The url corresponding to the ZZ code is as follows:
Copy codeThe Code is as follows:
84 0 94 @ a4 P b4 'c4 p d4
! 85 1 95 A a5 Q b5 a c5 q d5
"86 2 96 B a6 R b6 B c6 r d6
#87 3 97 C a7 S b7 c c7 s d7
$80 4 90 D a0 T b0 d c0 t d0
% 81 5 91 E a1 U b1 e c1 u d1
& 82 6 92 F a2 V b2 f c2 v d2
'83 7 93G a3 W b3 g c3 w d3
(8c 8 9c H ac X bc h cc x dc
) 8b 9 9b I AB Y bb I cd y dd
* 8e: 9e J AE Z be j ce z de
+ 8f; 9f K af [bf k cf {df
, 88 <98 L a8 \ b8 l c8 | d8
-89 = 99 M a9] b9 m c9} d9
. 8a> 9a N aa ^ ba n ca ~ Da
/8b? 9b O AB _ bb o cb db

The order above is not explained:
4-> 5-> 6-> 7-> 0-> 1-> 2-> 3-> 4-> c-> B-> e-> f-> 8 -> 9-> a-> B
The total number is increasing.
We haven't looked at the subsequent digits yet, but we can probably know that there are four digits in a group of mixed hexadecimal obfuscation. As a result, increasing or decreasing requires a certain amount of data to be determined.
The next time you collect 1000 pieces of url data for determination.
To be continued ....

Contact Us

The content source of this page is from Internet, which doesn't represent Alibaba Cloud's opinion; products and services mentioned on that page don't have any relationship with Alibaba Cloud. If the content of the page makes you feel confusing, please write us an email, we will handle the problem within 5 days after receiving your email.

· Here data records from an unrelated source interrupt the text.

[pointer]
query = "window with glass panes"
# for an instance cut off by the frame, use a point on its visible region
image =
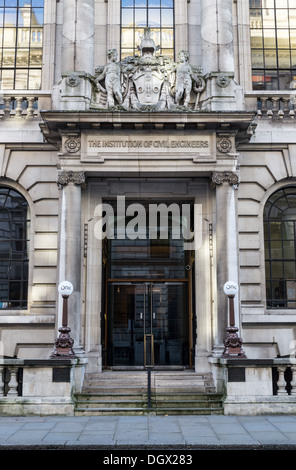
(280, 237)
(273, 43)
(14, 248)
(136, 15)
(21, 39)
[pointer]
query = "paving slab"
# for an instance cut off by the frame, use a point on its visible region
(149, 432)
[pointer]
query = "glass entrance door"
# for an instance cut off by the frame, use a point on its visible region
(148, 310)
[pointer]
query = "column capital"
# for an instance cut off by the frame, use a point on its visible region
(231, 177)
(68, 176)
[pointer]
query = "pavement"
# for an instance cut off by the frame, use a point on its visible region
(118, 435)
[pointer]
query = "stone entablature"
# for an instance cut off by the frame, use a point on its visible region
(147, 83)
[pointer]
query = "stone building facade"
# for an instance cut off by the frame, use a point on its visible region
(109, 103)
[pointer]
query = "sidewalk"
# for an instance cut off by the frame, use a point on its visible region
(149, 432)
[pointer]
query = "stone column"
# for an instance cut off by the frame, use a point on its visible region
(70, 183)
(78, 36)
(226, 248)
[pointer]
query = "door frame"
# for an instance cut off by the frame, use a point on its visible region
(144, 282)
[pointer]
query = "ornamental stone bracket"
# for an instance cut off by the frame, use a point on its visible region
(71, 143)
(220, 177)
(65, 177)
(224, 143)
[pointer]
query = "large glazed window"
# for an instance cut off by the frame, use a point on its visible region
(280, 261)
(139, 14)
(273, 43)
(13, 249)
(21, 39)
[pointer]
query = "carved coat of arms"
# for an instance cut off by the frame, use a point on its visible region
(147, 82)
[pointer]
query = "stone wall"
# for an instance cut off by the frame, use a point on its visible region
(29, 166)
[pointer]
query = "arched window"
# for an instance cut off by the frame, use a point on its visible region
(280, 262)
(13, 249)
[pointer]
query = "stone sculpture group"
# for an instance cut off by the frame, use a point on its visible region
(147, 82)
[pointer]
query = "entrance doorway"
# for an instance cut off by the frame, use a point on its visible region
(148, 318)
(148, 291)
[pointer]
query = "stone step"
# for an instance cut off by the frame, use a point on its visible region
(141, 411)
(125, 392)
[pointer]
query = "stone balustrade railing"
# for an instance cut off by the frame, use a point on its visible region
(284, 380)
(10, 380)
(23, 104)
(272, 104)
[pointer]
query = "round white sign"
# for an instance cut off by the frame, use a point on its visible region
(65, 288)
(230, 288)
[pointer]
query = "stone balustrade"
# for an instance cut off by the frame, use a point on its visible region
(41, 386)
(257, 386)
(23, 104)
(272, 104)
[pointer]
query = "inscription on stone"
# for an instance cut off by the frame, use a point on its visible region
(148, 144)
(96, 146)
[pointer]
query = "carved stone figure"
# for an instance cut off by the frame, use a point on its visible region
(184, 77)
(147, 82)
(111, 74)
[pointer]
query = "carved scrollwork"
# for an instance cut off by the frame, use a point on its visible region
(222, 80)
(72, 144)
(220, 177)
(73, 80)
(224, 144)
(64, 177)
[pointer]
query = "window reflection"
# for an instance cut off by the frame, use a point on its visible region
(138, 14)
(21, 41)
(13, 249)
(279, 234)
(272, 24)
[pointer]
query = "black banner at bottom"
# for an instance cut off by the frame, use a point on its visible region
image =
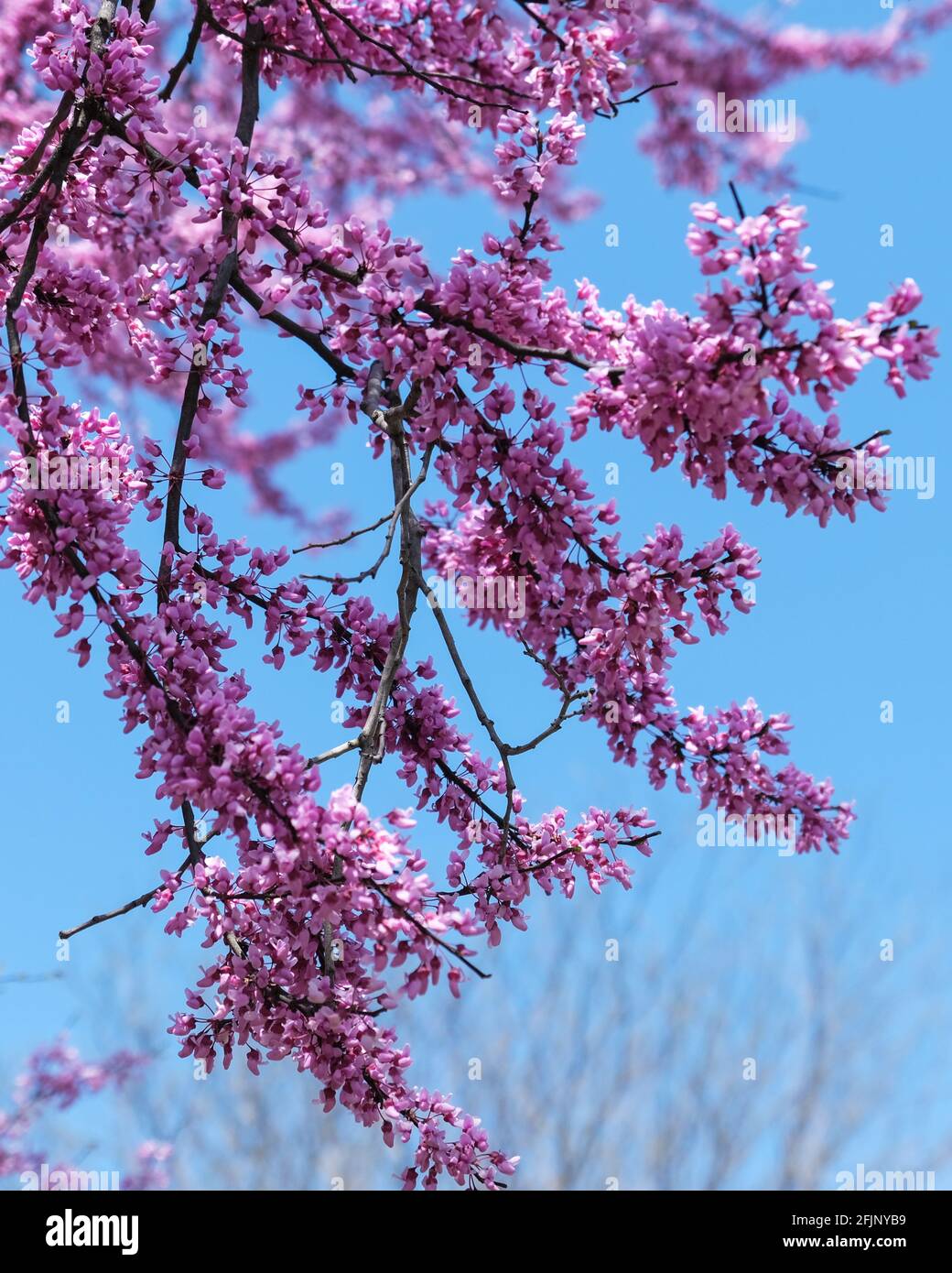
(124, 1224)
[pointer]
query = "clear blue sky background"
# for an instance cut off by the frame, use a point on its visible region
(845, 617)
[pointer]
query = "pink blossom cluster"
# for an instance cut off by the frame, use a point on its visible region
(55, 1079)
(154, 204)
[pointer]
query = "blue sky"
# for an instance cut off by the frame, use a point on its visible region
(845, 617)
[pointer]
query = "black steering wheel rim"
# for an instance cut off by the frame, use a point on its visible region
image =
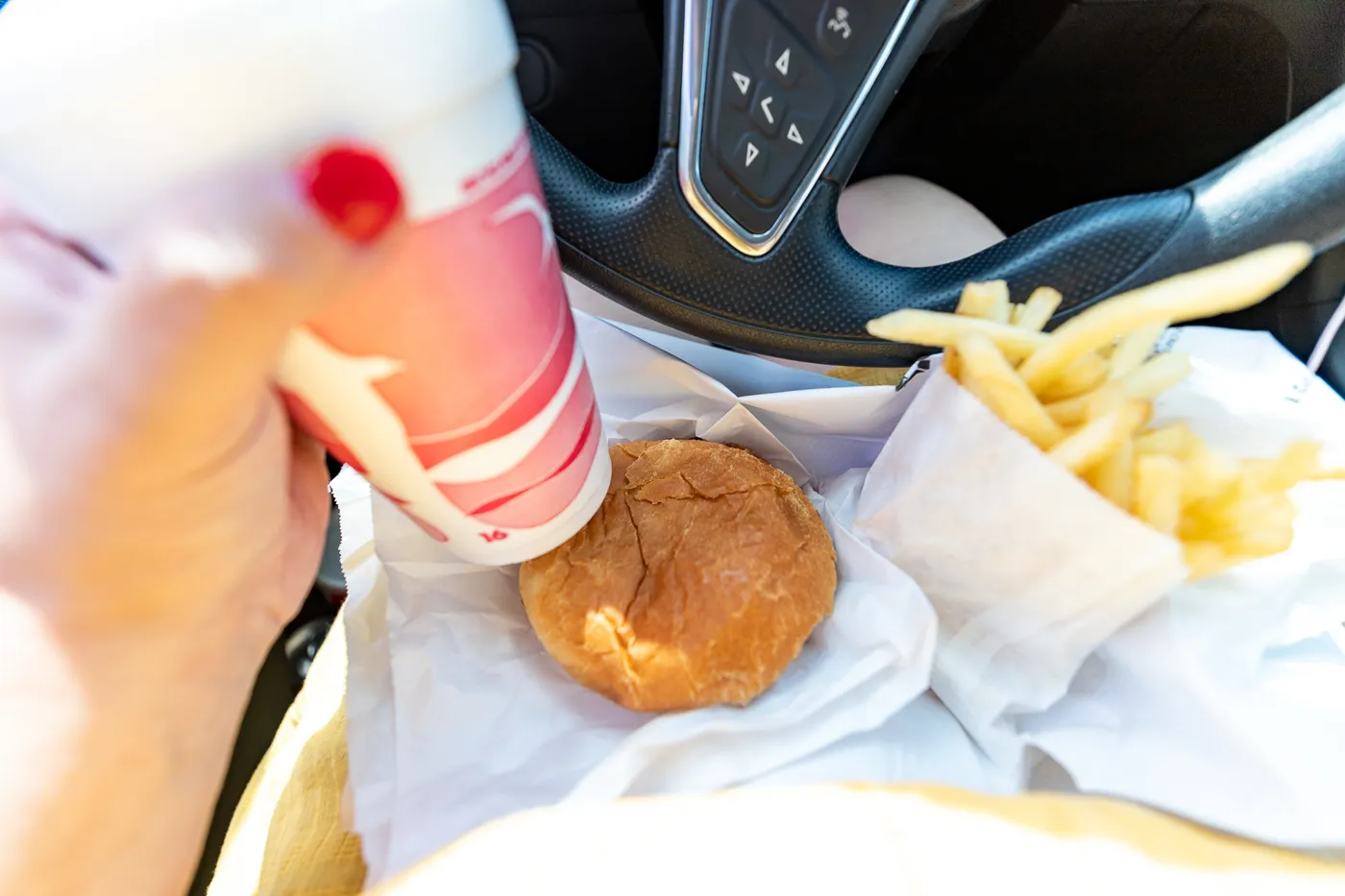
(809, 296)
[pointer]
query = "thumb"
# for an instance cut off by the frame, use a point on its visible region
(215, 280)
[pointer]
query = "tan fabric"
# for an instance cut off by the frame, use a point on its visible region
(870, 375)
(286, 837)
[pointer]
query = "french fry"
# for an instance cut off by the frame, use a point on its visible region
(1085, 373)
(950, 362)
(1113, 478)
(1298, 463)
(1231, 285)
(1083, 395)
(1136, 348)
(986, 301)
(1089, 446)
(1159, 492)
(1206, 559)
(1156, 375)
(1173, 440)
(942, 329)
(1146, 381)
(1038, 309)
(988, 375)
(1207, 473)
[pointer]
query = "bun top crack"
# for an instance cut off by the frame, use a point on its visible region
(697, 583)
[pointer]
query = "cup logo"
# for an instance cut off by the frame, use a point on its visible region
(452, 375)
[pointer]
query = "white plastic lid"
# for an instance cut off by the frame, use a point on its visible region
(383, 58)
(104, 104)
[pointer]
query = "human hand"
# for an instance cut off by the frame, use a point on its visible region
(151, 478)
(159, 519)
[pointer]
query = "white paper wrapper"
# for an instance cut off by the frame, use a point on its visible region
(1227, 701)
(456, 714)
(1221, 704)
(1028, 568)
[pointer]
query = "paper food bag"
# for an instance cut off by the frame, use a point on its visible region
(1026, 567)
(459, 715)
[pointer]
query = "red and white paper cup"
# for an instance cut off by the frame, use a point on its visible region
(451, 376)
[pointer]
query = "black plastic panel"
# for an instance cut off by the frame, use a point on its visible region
(782, 74)
(813, 292)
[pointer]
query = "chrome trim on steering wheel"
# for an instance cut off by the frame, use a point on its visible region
(696, 50)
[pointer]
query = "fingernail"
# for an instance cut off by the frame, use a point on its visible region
(354, 190)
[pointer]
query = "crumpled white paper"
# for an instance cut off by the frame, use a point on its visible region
(1221, 702)
(1226, 702)
(1028, 568)
(457, 714)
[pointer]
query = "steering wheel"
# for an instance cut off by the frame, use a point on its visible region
(767, 105)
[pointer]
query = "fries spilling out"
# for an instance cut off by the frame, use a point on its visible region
(1085, 396)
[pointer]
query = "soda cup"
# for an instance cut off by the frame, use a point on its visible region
(451, 376)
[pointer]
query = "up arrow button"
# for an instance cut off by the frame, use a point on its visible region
(787, 61)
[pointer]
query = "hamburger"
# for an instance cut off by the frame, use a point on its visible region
(696, 584)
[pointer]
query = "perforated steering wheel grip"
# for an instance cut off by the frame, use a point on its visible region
(651, 247)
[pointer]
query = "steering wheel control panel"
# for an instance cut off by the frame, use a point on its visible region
(782, 80)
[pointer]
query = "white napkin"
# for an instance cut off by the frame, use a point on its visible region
(456, 714)
(1223, 702)
(1028, 568)
(1227, 701)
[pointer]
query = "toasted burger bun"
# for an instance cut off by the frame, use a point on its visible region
(696, 584)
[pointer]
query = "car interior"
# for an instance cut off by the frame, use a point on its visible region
(693, 155)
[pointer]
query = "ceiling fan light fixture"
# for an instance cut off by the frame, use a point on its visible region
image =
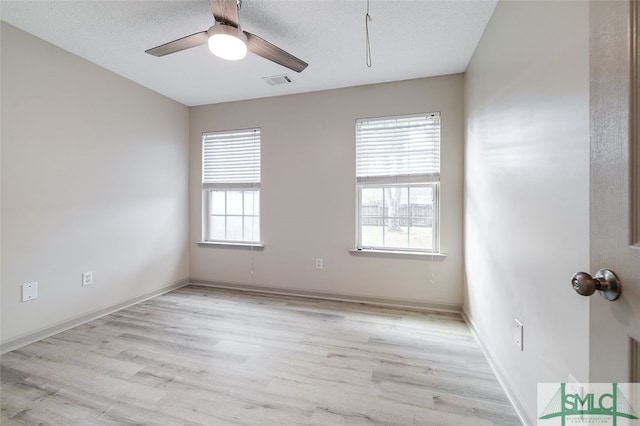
(227, 42)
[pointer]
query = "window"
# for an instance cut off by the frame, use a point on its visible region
(231, 186)
(398, 175)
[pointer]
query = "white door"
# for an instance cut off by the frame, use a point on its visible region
(615, 188)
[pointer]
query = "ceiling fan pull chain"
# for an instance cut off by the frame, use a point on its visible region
(367, 19)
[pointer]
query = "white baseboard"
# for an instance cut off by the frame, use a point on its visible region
(512, 392)
(25, 339)
(341, 297)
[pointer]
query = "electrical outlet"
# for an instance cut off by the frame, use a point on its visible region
(29, 291)
(574, 386)
(87, 278)
(518, 335)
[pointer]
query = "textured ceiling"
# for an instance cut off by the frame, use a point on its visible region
(409, 39)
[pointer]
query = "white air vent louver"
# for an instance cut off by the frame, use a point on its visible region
(277, 80)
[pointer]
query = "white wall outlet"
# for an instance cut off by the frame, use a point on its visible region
(87, 278)
(29, 291)
(518, 335)
(574, 386)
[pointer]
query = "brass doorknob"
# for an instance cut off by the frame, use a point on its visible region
(605, 282)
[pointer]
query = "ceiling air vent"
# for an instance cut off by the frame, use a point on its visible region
(277, 80)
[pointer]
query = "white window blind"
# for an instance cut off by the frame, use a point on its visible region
(398, 149)
(231, 159)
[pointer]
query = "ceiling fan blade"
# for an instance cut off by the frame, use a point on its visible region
(225, 11)
(183, 43)
(273, 53)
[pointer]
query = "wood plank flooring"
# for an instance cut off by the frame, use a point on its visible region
(204, 356)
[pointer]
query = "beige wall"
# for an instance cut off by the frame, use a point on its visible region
(527, 192)
(308, 193)
(94, 178)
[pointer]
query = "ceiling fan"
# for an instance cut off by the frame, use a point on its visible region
(228, 41)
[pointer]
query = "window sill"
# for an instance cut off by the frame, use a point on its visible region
(399, 254)
(223, 244)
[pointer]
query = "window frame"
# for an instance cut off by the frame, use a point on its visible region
(427, 179)
(209, 214)
(228, 185)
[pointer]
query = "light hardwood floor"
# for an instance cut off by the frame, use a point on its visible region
(206, 356)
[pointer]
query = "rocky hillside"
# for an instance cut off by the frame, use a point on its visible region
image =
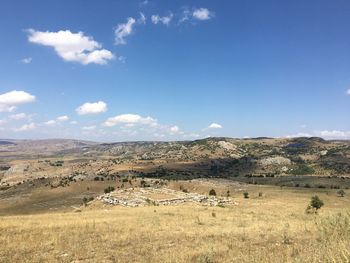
(211, 157)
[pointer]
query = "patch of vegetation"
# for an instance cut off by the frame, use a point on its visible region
(302, 169)
(109, 189)
(212, 192)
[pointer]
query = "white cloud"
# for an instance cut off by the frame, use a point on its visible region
(202, 14)
(92, 108)
(142, 19)
(9, 100)
(124, 30)
(27, 127)
(174, 129)
(334, 134)
(299, 134)
(130, 119)
(58, 120)
(50, 123)
(145, 2)
(185, 15)
(73, 47)
(214, 126)
(26, 60)
(88, 128)
(19, 116)
(164, 20)
(62, 118)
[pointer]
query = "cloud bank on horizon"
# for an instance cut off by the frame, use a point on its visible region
(90, 52)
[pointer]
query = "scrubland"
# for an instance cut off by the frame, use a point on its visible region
(271, 228)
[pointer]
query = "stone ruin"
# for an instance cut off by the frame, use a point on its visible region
(134, 197)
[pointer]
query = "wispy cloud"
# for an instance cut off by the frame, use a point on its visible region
(156, 19)
(128, 119)
(72, 47)
(202, 14)
(214, 126)
(124, 30)
(89, 108)
(10, 100)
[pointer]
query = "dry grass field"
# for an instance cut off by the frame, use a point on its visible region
(271, 228)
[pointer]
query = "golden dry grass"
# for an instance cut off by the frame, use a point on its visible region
(274, 228)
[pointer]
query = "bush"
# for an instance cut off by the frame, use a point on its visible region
(341, 193)
(316, 202)
(212, 192)
(109, 189)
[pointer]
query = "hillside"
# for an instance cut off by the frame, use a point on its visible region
(239, 159)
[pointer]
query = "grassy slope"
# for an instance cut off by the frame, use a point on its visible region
(273, 228)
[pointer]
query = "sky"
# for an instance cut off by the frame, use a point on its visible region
(174, 70)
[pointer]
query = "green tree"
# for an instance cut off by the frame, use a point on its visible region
(316, 202)
(212, 192)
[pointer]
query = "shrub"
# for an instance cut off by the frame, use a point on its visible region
(316, 202)
(212, 192)
(341, 193)
(109, 189)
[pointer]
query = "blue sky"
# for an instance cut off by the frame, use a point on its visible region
(174, 70)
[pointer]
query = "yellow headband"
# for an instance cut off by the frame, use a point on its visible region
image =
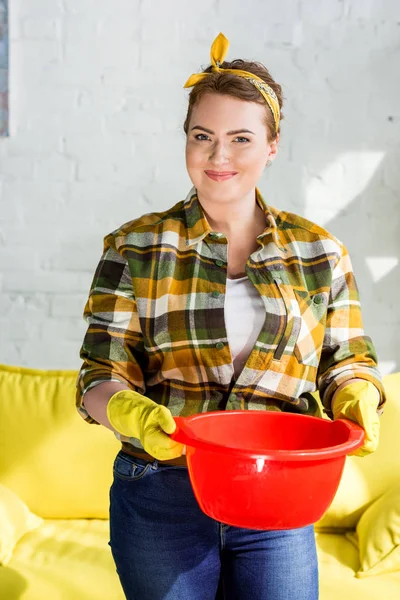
(219, 49)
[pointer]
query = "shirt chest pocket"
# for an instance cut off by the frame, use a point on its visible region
(311, 314)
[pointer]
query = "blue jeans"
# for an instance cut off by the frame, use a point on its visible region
(166, 548)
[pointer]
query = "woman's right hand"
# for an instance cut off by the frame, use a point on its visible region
(134, 415)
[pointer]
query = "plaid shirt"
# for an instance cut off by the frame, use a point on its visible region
(155, 316)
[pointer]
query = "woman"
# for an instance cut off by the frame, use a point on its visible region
(219, 303)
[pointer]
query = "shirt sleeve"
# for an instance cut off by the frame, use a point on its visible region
(112, 348)
(347, 352)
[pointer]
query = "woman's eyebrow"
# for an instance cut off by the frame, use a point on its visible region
(233, 132)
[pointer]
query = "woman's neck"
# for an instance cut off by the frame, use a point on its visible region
(244, 215)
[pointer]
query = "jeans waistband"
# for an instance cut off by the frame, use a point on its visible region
(129, 449)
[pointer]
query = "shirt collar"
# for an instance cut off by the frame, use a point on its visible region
(197, 226)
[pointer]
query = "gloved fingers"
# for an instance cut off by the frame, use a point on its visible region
(163, 417)
(371, 441)
(162, 447)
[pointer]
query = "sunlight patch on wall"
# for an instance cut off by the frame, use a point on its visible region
(329, 192)
(380, 266)
(387, 366)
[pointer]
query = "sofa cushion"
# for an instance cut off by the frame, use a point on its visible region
(58, 464)
(366, 478)
(378, 536)
(62, 559)
(338, 562)
(15, 520)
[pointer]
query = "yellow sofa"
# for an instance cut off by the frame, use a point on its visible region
(55, 475)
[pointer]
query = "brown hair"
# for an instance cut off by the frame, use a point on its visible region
(238, 87)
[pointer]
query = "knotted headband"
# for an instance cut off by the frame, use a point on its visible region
(218, 52)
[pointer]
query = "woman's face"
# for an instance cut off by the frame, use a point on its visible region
(227, 135)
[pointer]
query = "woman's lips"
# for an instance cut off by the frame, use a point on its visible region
(220, 176)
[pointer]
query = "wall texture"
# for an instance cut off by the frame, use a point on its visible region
(96, 139)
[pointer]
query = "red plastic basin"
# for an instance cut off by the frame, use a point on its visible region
(265, 470)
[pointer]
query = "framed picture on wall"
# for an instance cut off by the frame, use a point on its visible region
(3, 67)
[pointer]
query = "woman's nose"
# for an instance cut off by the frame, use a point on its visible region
(219, 154)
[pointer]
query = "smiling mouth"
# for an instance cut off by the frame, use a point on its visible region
(220, 175)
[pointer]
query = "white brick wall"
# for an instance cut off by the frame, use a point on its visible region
(97, 107)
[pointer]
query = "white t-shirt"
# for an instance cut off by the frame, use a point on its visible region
(244, 318)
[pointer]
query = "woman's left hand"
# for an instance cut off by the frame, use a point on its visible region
(358, 401)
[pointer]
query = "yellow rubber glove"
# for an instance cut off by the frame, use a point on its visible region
(134, 415)
(358, 402)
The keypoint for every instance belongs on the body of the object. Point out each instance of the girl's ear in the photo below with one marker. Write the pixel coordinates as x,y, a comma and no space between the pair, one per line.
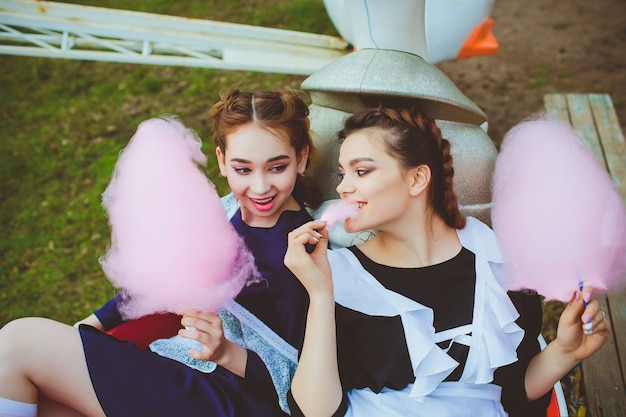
221,160
303,158
419,179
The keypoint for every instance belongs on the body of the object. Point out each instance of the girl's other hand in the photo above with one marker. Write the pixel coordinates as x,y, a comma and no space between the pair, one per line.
313,270
582,330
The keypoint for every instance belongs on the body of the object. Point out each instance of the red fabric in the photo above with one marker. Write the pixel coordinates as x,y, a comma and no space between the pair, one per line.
553,407
147,329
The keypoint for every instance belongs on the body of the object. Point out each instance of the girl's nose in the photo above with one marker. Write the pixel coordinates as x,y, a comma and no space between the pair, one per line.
344,187
260,185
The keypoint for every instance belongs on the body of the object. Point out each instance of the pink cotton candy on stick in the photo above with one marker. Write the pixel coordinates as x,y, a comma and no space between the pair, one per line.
172,246
339,211
556,213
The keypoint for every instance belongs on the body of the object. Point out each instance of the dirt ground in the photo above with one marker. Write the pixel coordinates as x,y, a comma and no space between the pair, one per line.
546,46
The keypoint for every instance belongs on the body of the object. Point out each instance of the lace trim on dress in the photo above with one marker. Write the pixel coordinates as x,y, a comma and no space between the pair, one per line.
245,329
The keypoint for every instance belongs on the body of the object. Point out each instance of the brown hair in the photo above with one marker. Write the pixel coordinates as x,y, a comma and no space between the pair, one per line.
283,113
414,139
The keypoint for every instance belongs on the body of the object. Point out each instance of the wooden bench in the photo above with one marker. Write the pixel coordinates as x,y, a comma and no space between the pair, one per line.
593,117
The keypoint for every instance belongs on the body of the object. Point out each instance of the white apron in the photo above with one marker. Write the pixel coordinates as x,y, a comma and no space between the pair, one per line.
493,338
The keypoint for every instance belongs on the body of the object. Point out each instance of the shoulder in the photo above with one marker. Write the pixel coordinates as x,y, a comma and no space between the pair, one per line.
480,239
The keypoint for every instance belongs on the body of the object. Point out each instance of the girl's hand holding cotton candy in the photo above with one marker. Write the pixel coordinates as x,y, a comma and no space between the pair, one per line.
172,246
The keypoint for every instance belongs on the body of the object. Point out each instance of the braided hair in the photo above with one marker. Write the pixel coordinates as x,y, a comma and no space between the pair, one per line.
414,139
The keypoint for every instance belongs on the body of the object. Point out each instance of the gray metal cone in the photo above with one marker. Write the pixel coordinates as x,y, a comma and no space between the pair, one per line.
369,76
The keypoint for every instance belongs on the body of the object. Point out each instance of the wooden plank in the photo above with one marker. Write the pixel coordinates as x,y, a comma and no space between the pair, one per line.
611,138
593,118
614,147
583,123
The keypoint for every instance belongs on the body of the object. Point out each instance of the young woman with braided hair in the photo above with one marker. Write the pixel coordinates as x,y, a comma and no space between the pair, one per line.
415,321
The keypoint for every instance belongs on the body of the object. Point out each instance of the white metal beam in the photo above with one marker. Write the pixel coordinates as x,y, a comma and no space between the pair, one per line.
61,30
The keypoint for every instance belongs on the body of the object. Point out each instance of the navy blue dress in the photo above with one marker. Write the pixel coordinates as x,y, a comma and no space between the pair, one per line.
131,382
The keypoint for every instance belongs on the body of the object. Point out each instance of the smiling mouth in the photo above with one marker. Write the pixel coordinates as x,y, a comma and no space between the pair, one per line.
262,201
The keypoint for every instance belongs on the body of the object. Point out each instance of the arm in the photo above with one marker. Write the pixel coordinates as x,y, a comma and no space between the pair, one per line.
91,320
572,344
316,387
105,318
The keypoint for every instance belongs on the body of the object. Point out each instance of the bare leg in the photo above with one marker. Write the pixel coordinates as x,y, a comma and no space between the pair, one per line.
44,358
48,408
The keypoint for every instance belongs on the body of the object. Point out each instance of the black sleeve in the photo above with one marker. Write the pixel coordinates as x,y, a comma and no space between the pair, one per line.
109,314
511,377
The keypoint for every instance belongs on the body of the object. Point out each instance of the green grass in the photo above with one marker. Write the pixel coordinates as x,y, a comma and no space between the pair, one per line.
62,126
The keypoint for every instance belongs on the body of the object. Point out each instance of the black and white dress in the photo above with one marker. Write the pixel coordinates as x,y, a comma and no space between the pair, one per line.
425,341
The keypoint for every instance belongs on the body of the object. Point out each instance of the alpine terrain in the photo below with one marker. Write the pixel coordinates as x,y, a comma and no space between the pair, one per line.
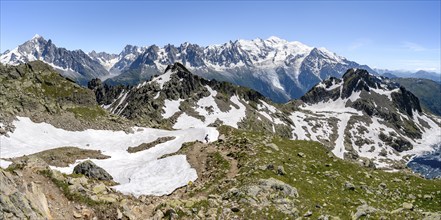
276,68
182,146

If you find any instances of plagiarism from the community, please send an email to: info-contact@alibabacloud.com and provide relevant evidence. A staff member will contact you within 5 working days.

A Free Trial That Lets You Build Big!

Start building with 50+ products and up to 12 months usage for Elastic Compute Service

  • Sales Support

    1 on 1 presale consultation

  • After-Sales Support

    24/7 Technical Support 6 Free Tickets per Quarter Faster Response

  • Alibaba Cloud offers highly flexible support services tailored to meet your exact needs.